As per usual, the contest was thoroughly entertaining. From the crazy Icelandic metal-sounding entry that looked like Slipknot had discovered the BDSM section of Ann Summers, through to Australia who seemingly had queen Elsa yodelling while balancing on a rather flimsy pole. It skipped merrily between the surreal and the sublime. With efforts from Sweden, The Netherlands and Denmark, in particular, hitting the mark.

Sending a message

As well as the Icelandic rock band whose piece was a protest against issues that are ongoing in Palestine there were other acts trying to push a political agenda. The Israeli entry, in particular, was poignant and emotional. But then there was France with their openly gay and genderfluid Muslim act. They were panned by some quarters and praised by others for their bravery. The song wasn’t great but the message of inclusivity was commendable, or at least half of Twitter thought so. The non-homophobic half presumably.

The half time show

As if it wasn’t strange enough seeing the Azerbaijani fella have a projected heartbeat that made him look like Ironman or the half time show with the previous winner who looked like a cross between Dame Edna and the tinman from the Wizard of Oz. Things then got really strange. Madonna turned up with an eye patch on and a costume that looked like something out of Mad Max. She then rambled on for several minutes incoherently babbling before getting everyone to do terrible karaoke to her hit “music” like it was some really deep and profound song instead of the overplayed, pop-trash that it really is. Seriously, Beautiful Stranger and Ray of light were both better and they were dreadful.

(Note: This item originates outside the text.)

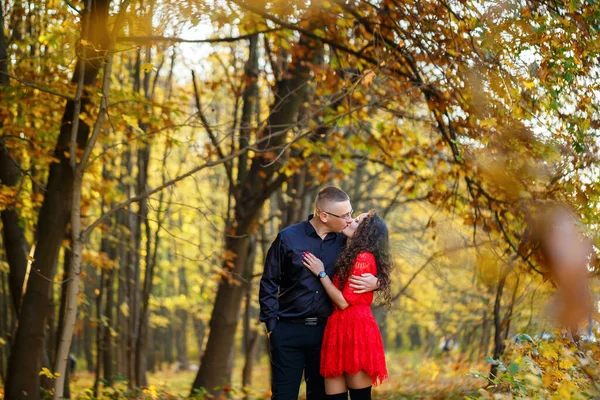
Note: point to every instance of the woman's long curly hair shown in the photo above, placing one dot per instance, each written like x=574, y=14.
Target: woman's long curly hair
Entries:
x=372, y=236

She then took to the stage to perform one of the most soulless performances of the wildly inappropriate “Like a Prayer”. Although let’s be honest it is a banger! And included in said performance were flags pertaining to Palestine. Wow did she ever put up a neon sign pointing to the elephant in the room?

Eurovision hates Britain

The Netherlands won the contest with their inoffensive, easy listening ballad. And as always the scoring was as fun as the wacky music. Graham Norton offered atypically whimsical commentary and lamented Britain coming last like it was some sort of shock. Some may point to Brexit as the reason for our poor performance, totally overlooking that our entry was the musical equivalent of a magnolia wall. It was dull and generic and didn’t deserve to do well. Oh well there’s always next year, right?